But apparently, it's true, a bomb she drops while getting to the bottom of her crazed onstage demeanor.
"I've come to realize that where it all started," O explains, "was on the dance floor" not at the karaoke bar, where O may (by her own admission) suck, but where other people seem to find their inner rock star.
Or is it their inner American Idol contestant?
"In my late teens, early twenties, I'd go to these Northern Soul nights in New York," she says, "where I'd be dropping to my knees and doing really exhibitionist stuff. I think the seed was planted there and it just kind of carried over to the stage, that sort of liberated sense of abandon."
While she says she's tried to tone it down a bit since falling off a stage head-first in Sydney, that sense of abandon played a crucial role in the Yeah Yeah Yeahs emerging as the toast of New York's hipster-friendly rock 'n' roll revival, the buzz of their live show quickly reinforced by a spirited five-song debut that found O tempting fate in the chorus "Our Time," predicting "It's our time to be hated."

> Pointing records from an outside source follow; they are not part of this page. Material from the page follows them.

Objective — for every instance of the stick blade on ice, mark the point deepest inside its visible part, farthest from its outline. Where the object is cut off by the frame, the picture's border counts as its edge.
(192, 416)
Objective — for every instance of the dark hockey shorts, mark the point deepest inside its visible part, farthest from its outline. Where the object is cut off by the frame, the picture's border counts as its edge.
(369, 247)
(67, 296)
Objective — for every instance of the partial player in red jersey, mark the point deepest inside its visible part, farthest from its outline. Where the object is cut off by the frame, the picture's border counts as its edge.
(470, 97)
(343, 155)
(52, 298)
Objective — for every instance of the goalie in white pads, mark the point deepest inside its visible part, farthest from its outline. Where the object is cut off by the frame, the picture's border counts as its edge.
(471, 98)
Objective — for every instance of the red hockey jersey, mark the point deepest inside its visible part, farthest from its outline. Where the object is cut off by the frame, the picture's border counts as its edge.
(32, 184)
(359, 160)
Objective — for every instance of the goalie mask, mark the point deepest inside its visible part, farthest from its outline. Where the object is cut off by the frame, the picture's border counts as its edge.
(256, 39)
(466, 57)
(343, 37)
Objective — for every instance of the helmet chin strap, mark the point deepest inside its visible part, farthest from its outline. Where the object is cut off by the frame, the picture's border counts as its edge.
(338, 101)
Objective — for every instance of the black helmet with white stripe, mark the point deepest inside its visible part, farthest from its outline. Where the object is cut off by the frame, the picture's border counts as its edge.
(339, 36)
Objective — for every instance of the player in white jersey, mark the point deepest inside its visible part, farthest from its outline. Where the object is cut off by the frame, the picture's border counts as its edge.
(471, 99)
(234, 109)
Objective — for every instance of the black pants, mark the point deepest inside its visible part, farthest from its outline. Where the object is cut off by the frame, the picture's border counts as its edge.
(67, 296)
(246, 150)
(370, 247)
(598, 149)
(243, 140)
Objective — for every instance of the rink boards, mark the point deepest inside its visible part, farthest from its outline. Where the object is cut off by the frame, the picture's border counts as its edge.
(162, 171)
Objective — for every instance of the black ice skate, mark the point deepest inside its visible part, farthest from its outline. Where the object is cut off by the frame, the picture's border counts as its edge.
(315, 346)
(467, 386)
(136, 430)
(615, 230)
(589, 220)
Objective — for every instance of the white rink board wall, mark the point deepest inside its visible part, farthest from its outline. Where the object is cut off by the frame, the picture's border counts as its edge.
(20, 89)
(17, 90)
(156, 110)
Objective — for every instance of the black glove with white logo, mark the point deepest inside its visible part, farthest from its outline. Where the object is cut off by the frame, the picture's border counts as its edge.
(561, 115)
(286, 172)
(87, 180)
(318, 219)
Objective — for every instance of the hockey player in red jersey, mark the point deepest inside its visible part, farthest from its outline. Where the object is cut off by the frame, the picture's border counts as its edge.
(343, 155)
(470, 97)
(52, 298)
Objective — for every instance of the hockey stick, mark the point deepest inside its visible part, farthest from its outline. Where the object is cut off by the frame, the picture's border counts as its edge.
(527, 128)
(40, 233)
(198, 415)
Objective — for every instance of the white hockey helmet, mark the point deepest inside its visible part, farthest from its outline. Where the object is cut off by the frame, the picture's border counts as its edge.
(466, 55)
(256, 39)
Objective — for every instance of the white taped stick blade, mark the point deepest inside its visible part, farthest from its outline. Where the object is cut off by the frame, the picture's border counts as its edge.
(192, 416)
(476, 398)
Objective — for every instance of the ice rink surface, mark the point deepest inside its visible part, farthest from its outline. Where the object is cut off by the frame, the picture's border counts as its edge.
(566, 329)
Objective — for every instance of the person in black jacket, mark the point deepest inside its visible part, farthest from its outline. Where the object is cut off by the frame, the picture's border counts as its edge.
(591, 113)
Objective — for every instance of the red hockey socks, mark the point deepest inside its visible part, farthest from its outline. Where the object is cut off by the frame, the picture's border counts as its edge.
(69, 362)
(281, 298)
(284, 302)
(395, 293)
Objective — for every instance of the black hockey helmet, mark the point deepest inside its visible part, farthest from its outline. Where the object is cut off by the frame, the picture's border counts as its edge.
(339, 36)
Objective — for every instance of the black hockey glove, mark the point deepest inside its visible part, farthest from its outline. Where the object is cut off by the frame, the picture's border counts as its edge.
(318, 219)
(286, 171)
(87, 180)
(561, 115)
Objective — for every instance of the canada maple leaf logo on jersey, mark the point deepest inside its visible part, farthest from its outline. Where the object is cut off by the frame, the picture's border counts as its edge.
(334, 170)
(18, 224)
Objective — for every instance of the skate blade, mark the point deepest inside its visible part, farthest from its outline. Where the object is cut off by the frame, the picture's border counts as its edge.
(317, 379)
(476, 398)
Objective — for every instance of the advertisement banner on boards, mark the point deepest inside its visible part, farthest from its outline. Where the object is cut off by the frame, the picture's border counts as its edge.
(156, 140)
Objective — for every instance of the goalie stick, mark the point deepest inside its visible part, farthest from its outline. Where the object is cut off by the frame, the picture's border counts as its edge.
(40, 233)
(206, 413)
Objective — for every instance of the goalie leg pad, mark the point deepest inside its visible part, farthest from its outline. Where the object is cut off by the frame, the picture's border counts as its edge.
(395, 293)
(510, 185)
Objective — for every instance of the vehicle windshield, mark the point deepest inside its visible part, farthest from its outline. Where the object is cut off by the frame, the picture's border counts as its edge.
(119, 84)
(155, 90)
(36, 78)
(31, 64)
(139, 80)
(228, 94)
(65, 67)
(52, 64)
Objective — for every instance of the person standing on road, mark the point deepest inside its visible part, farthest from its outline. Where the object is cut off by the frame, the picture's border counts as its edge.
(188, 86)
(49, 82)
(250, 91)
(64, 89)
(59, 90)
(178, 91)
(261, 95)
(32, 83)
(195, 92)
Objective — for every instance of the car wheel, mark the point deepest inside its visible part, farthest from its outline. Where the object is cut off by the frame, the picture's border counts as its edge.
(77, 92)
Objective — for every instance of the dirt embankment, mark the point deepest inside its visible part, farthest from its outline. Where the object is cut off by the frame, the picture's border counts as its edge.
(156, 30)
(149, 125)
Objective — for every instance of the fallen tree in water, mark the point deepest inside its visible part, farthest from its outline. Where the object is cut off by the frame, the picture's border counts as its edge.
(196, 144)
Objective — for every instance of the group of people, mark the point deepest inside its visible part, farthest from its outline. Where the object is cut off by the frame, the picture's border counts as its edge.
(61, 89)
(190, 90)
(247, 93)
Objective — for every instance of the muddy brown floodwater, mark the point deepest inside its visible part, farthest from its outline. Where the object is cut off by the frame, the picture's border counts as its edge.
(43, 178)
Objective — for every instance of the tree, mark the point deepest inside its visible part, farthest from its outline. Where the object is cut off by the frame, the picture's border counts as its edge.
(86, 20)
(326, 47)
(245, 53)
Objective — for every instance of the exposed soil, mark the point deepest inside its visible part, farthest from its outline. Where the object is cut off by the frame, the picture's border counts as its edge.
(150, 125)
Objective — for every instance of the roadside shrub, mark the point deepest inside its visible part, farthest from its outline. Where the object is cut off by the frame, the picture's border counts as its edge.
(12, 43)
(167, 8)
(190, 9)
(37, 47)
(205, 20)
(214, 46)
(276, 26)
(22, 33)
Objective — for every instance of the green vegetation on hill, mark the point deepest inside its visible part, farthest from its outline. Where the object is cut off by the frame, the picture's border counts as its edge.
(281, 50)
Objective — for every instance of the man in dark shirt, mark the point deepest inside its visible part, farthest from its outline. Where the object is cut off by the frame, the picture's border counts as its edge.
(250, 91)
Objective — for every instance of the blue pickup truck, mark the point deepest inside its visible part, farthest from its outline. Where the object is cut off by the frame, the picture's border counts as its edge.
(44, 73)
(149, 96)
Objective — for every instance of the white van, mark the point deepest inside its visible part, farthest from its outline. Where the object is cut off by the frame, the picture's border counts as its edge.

But the hatred never came.
And as the Yeah Yeah Yeahs bring their tour in support of the band's second awe-inspiring album, Show Your Bones, to Arizona, O says she's hoping to reach as many people as she can.
"I think we get tagged too often as an art-rock punk band or something," she says. "And anyone would shy away from that who wasn't, like, a hipster or something. But the thing is, we've grown into something that's broader and bigger and more accessible. Accessible is not a dirty word."